We’ve previously covered lawyers who file hundreds of lawsuits alleging discrimination against the disabled over alleged technical violations of the law, and then extort settlements at thousands of dollars a pop. (E.g., Nov. 4; Aug. 28; May 31, 2005). The Sacramento Bee recently ran an extensive series on the issue. (Marjie Lundstrom and Sam Stanton, “Visionary law’s litigious legacy”, Nov. 15 ; Id., “Frequent filers”, Nov. 16; Id., “Targeting entire towns”, Nov. 12; Bullet-point summary).
A California court has interpreted that state’s Unruh Civil Rights Act to only provide $4000 penalties in the case of intentional violations of the law; while this is a good public policy result in the abstract, I’m personally wary of the court using its judicial power to rewrite the poor legislation. It also doesn’t fix the problem with the federal law. (Gunther v. Lin; Wendy Thomas Russell, “Court ruling puts crimp in disability lawsuits”, Long Beach Press Telegram, Nov. 19). And in Florida, the press is just getting around to noticing the drive-by problem because of Robert Cohen’s 300 suits. (Kelli Kennedy, “‘Drive by’ suits rake in dough for attorneys”, AP/Miami Herald, Nov. 28 (h/t W.F.)). Even reflexive reform opponent Stephanie Mencimer takes notice and can’t defend the parasitic lawyering involved, but manages to spin the issue to implausibly blame the Republicans for the problem—though the ADA’s civil remedies were drafted by Democrats when they controlled Congress in 1991.
That’s Stephanie Mencimer explaining (Nov. 28) why trial lawyers should buy multiple copies of her forthcoming book, entitled Blocking the Courthouse Door: How the Republican Party and Its Corporate Allies Are Taking Away Your Right to Sue, expressing views antipodal to our own.
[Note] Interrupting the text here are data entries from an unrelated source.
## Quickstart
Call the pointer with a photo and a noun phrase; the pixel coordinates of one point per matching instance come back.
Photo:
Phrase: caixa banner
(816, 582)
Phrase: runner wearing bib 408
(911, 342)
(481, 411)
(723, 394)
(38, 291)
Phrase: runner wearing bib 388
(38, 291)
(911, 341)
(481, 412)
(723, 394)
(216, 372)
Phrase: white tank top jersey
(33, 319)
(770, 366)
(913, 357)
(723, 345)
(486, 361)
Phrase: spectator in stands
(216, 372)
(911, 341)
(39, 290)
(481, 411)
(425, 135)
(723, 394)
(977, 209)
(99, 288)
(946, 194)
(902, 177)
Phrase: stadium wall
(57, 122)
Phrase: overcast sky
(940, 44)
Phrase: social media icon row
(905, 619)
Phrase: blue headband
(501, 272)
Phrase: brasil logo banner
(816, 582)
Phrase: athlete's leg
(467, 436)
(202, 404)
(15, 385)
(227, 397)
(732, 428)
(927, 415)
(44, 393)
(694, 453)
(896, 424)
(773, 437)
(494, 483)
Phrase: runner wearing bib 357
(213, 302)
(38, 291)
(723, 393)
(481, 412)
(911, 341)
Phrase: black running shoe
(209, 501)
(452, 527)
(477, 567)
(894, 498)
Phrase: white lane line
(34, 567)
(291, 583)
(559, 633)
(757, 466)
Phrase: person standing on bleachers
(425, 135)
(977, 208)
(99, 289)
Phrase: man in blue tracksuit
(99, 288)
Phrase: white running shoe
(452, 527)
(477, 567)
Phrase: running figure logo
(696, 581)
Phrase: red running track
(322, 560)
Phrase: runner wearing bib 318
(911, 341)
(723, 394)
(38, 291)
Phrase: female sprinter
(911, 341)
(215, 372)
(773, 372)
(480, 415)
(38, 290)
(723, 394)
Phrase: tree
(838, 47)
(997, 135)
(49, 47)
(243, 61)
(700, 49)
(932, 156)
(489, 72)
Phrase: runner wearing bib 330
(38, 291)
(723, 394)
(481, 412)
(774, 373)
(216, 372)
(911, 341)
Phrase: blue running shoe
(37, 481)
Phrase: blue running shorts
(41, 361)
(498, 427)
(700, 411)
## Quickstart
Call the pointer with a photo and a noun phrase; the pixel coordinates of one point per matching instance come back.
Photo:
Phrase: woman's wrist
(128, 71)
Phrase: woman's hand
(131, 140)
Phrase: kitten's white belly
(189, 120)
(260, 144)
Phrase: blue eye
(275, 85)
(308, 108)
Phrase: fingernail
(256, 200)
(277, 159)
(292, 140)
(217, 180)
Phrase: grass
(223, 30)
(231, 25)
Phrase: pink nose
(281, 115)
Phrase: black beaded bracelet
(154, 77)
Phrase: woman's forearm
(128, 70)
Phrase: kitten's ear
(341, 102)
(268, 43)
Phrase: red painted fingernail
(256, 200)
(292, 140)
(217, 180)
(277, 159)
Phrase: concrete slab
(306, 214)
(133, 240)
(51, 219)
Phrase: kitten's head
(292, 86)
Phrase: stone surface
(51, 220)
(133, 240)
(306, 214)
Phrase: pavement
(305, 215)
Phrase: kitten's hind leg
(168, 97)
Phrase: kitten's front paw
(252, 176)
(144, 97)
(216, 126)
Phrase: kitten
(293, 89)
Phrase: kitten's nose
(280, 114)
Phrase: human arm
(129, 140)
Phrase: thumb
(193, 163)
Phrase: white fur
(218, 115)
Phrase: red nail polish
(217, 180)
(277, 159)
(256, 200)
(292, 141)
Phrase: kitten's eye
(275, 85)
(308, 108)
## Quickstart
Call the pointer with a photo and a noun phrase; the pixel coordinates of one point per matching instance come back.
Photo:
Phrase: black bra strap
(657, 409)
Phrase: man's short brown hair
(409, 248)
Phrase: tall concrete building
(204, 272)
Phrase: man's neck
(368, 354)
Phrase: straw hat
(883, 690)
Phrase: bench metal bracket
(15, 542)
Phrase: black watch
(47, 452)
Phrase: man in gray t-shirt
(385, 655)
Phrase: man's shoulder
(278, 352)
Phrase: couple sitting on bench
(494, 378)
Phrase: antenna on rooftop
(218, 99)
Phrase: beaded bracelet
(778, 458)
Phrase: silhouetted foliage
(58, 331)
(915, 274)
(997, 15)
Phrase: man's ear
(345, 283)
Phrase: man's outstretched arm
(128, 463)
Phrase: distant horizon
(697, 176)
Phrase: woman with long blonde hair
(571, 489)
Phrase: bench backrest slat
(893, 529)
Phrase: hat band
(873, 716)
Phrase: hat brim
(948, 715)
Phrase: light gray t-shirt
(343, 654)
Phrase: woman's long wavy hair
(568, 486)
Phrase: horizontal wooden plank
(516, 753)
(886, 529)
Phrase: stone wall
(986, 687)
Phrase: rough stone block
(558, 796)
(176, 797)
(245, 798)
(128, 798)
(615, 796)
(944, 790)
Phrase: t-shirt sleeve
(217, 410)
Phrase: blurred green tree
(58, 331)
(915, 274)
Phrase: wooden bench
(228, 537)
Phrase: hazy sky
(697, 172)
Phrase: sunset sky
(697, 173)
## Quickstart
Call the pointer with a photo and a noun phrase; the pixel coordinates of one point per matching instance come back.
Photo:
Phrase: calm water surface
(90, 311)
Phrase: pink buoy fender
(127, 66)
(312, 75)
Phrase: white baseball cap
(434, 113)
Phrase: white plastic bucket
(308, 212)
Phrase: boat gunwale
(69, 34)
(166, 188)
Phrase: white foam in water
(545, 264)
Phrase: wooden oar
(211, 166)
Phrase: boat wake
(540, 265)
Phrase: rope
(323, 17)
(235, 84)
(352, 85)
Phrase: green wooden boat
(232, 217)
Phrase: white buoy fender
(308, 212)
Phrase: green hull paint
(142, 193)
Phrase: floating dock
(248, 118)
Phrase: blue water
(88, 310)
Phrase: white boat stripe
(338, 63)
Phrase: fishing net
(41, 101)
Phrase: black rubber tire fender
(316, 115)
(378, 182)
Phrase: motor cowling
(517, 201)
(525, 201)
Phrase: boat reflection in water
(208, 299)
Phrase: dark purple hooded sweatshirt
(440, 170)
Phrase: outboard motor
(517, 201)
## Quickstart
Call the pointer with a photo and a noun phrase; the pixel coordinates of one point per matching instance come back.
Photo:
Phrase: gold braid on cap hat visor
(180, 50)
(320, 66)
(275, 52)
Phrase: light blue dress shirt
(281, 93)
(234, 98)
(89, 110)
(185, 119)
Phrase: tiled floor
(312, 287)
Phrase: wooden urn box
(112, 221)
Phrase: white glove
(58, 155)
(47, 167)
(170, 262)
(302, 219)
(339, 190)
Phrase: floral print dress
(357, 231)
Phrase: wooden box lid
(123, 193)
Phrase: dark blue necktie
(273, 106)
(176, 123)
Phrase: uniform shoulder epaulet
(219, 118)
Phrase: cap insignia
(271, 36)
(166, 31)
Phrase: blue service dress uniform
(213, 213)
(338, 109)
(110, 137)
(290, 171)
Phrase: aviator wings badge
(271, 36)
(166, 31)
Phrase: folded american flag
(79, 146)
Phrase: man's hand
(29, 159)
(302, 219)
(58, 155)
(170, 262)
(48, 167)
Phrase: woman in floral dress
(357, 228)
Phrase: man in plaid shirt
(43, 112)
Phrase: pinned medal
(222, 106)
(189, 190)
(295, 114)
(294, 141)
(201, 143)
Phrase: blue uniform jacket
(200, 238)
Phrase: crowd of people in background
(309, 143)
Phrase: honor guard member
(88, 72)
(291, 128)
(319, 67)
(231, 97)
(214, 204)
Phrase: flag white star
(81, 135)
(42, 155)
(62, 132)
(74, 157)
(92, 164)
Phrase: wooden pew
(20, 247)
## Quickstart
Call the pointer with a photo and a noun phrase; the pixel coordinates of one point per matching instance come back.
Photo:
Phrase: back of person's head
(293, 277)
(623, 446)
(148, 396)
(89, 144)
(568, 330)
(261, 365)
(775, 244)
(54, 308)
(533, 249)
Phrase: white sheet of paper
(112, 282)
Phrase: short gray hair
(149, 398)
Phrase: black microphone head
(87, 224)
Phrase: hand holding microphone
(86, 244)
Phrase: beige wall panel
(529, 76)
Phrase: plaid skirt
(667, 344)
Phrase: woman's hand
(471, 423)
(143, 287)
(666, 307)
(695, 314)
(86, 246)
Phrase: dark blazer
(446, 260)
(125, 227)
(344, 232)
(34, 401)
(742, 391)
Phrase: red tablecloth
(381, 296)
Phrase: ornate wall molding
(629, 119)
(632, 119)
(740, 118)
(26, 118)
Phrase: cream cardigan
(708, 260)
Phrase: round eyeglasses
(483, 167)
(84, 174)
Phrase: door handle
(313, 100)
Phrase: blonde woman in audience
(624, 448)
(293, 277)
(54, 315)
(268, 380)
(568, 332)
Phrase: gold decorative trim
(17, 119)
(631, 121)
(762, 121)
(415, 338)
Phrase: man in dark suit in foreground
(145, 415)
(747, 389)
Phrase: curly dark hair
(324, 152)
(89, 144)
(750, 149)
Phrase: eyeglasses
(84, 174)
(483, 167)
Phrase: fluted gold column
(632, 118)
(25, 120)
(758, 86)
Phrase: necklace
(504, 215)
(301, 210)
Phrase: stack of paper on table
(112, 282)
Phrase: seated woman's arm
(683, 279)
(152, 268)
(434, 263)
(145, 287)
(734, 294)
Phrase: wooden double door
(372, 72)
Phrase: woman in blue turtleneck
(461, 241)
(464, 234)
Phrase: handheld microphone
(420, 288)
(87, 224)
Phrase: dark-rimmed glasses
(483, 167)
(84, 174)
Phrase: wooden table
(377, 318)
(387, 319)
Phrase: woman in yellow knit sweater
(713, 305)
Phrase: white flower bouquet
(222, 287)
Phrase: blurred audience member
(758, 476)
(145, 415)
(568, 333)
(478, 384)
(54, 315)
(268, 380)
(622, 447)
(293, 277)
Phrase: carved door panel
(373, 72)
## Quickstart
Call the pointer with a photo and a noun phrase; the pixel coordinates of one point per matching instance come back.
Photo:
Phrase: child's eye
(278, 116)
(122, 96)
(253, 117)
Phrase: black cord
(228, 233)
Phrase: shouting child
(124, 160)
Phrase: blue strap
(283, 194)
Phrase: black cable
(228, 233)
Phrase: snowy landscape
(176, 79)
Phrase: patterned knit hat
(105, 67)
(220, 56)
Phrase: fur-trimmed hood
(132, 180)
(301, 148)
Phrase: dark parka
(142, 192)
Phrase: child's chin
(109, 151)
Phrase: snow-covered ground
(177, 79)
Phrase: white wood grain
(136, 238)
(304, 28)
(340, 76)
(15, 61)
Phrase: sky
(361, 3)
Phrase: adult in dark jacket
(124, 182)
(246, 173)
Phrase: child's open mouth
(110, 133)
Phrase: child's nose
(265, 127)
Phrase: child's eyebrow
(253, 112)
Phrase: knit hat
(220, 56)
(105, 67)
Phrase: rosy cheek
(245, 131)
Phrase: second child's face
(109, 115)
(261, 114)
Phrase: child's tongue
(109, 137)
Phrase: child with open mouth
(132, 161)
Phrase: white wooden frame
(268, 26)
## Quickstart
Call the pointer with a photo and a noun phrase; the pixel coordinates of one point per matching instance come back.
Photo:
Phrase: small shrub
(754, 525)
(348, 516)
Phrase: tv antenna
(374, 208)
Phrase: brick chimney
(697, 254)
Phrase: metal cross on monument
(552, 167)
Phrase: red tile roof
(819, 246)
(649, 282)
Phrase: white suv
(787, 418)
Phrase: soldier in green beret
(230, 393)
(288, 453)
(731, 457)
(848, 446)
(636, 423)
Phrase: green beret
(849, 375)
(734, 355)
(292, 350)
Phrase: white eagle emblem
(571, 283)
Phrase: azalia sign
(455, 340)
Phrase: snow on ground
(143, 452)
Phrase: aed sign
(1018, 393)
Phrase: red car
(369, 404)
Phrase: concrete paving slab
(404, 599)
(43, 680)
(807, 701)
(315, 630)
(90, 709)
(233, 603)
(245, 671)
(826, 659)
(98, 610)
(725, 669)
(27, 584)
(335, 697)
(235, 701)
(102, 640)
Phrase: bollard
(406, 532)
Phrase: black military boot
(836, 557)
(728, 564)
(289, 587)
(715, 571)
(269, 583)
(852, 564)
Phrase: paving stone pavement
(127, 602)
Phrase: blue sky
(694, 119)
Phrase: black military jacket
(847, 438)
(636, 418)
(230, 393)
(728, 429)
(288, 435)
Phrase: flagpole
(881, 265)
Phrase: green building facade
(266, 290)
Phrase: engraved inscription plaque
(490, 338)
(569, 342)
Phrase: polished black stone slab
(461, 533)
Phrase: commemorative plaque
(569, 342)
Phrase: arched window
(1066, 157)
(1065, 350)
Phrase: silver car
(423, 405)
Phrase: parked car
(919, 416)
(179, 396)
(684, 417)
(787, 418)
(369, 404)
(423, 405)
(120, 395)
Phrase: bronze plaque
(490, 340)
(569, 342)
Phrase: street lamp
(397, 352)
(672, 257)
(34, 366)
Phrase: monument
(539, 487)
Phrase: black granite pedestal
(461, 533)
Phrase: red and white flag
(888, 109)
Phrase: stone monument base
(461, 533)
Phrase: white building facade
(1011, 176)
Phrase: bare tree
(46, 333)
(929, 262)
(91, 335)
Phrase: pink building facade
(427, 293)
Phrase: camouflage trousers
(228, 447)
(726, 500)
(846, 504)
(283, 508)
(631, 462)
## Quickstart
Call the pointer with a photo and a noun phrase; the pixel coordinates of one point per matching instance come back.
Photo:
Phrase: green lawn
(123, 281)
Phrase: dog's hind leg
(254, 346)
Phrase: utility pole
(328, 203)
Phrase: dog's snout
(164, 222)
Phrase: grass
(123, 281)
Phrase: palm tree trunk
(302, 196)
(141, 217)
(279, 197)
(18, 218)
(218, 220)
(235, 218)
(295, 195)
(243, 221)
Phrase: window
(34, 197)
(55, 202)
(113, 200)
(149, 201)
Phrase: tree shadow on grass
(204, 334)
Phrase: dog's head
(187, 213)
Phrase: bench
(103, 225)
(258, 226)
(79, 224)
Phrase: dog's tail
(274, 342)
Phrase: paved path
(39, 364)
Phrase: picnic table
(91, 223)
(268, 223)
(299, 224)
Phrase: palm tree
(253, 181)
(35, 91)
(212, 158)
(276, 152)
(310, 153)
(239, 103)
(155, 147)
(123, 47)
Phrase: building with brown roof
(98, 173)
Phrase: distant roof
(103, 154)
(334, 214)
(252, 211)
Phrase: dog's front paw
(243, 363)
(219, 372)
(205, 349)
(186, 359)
Mencimer, a frequent contributor to such journals as Mother Jones and the Washington Monthly (see Jan. 19, 2005), has set up a website (previously noted by Ted) to promote her new book. It’s not unproductive of chuckles, in its way. For example, in one post earlier this month (Nov. 10), criticizing media coverage of patent hellhole Marshall, Texas, she piously avers that reporters should disclose who fed them tips. A fascinating idea! Does this mean she’ll be sure to disclose in her own writings who fed her tips? Or is this new standard only supposed to apply to journalism she disapproves of?